- Born: Jordan Elizabeth Turpin November 16, 2000 (age 25) Rio Vista, Texas, U.S.
- Occupations: Social media influencer; model; entrepreneur;
- Years active: 2021–present

TikTok information
- Page: jordan_turpin;
- Followers: 1.7 M

= Jordan Turpin =

American social media personality (born 2000)

Jordan Elizabeth Turpin (born November 16, 2000) is an American social media personality. She gained national exposure on January 14, 2018, at the age of 17, in the Turpin case, when she escaped from her abusive parents' home in Perris, California.
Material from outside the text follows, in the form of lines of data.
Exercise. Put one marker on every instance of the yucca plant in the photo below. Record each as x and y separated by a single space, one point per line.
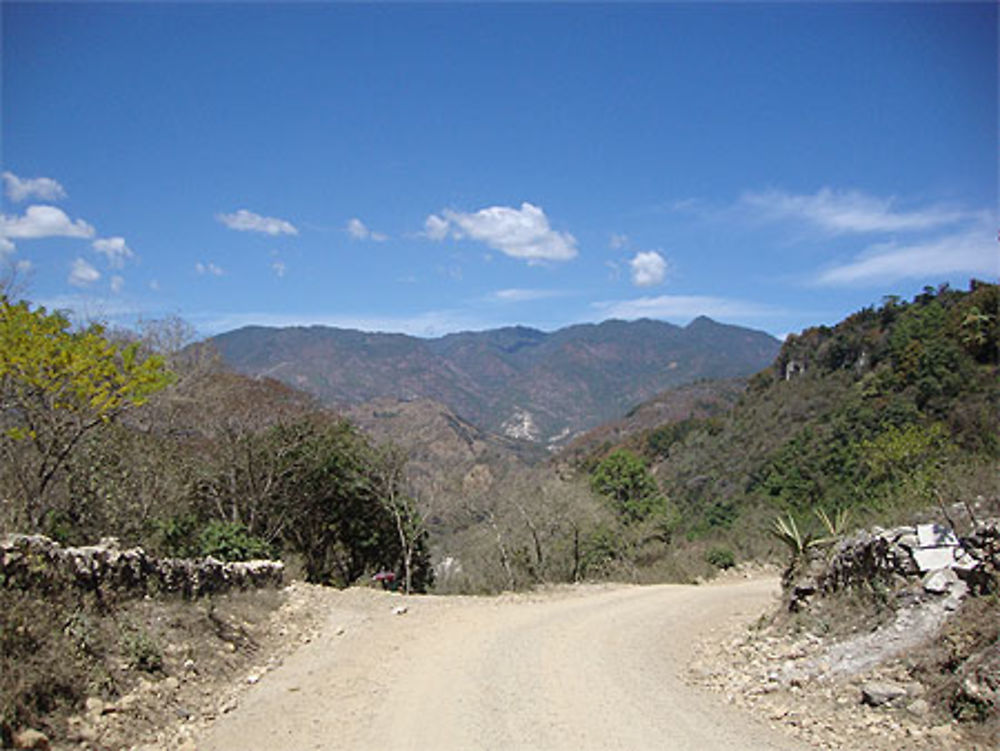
835 527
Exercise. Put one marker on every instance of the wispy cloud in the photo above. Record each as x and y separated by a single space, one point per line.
42 221
82 274
209 269
648 269
42 188
618 241
114 250
515 295
973 251
359 231
848 211
522 233
247 221
684 307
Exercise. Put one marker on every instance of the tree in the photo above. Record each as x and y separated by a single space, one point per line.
390 466
623 478
57 385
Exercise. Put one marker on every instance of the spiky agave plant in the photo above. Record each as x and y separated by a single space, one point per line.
835 527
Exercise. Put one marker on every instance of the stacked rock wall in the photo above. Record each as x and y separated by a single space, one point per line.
34 562
929 552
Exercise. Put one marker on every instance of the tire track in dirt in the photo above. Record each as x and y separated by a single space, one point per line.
592 667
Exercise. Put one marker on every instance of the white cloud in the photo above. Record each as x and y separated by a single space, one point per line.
208 268
683 307
82 274
435 227
519 233
42 188
42 221
247 221
115 250
523 295
971 252
357 229
850 211
648 269
618 241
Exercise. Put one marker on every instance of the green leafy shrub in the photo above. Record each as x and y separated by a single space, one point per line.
231 541
141 650
721 558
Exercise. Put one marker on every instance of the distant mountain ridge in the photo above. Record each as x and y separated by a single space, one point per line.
516 381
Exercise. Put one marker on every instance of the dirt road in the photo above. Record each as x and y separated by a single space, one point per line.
580 668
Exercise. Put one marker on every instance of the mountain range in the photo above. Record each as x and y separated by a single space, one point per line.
519 382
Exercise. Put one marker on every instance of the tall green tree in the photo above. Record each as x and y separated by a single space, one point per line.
56 386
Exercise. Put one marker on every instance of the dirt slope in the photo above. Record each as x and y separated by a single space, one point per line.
576 668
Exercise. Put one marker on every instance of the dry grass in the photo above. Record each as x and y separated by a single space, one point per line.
59 649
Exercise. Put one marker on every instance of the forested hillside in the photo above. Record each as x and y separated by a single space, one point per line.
893 409
515 381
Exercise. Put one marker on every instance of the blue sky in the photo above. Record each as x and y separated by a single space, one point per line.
432 168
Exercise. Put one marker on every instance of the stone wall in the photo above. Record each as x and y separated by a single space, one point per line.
35 562
930 553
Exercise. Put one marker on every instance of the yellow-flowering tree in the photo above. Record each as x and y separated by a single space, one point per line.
56 385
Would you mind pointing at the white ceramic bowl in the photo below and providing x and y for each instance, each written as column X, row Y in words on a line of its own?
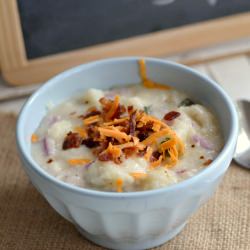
column 135, row 220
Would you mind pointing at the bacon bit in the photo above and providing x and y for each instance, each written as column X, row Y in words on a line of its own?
column 113, row 108
column 34, row 138
column 156, row 163
column 145, row 81
column 91, row 120
column 80, row 161
column 119, row 184
column 49, row 160
column 81, row 131
column 120, row 136
column 72, row 140
column 206, row 163
column 171, row 115
column 138, row 175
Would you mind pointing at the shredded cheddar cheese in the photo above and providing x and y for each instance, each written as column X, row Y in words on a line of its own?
column 116, row 132
column 145, row 81
column 91, row 119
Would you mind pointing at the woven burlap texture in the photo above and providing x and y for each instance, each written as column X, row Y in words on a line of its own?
column 28, row 222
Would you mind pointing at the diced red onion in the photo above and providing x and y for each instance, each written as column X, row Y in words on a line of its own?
column 204, row 143
column 48, row 146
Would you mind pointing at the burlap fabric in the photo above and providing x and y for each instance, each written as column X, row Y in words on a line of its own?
column 28, row 222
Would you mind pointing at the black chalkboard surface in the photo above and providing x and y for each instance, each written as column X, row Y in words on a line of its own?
column 51, row 27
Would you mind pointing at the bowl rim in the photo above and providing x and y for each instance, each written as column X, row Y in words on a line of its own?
column 229, row 143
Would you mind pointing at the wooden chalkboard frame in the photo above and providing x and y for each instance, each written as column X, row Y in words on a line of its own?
column 18, row 70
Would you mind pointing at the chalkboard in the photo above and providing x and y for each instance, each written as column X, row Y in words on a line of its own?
column 51, row 27
column 41, row 38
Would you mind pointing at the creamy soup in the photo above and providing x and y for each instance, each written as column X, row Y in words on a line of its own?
column 139, row 137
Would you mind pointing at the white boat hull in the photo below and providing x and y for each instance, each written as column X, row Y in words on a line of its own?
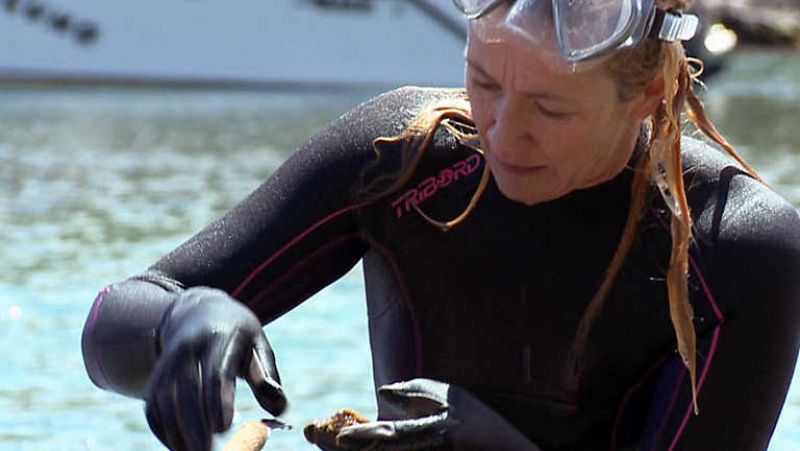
column 387, row 42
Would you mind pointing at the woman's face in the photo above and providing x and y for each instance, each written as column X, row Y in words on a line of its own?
column 545, row 133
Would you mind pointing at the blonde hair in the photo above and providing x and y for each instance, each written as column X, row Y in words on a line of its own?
column 633, row 69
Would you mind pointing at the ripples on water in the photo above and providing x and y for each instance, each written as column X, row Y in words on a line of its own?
column 99, row 184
She alerted local police, who discovered disturbing conditions in her home, where she lived in virtual captivity with her parents and 12 siblings, ranging from 2 to 29 years old (with seven being adults on January 14, 2018).

== Online career ==
Following her first public appearance in 2021 on 20/20 with her oldest sister, Jennifer, Turpin has since gained a prominent fanbase in social media, particularly on TikTok, where she posts lip-sync, motivational and dance videos and has gained more than one million followers.

In February 2023, Turpin was coined "The Most Unlikely Influencer" by Elle.

== Other ventures ==
In late 2022, Turpin started to pursue modeling with an unknown agency. In November 2023, on her 23rd birthday, she launched "Braveness by Jordan Turpin", a merchandise line. In the same month, Turpin revealed in an interview with People that she planned to pursue bigger projects surrounding mental health in 2024, along with the hope of developing an acting career. In April 2024, her sister Jennifer Turpin published the book Where Was God?, recounting her experiences in her parents' household while maintaining her faith in God despite the trauma.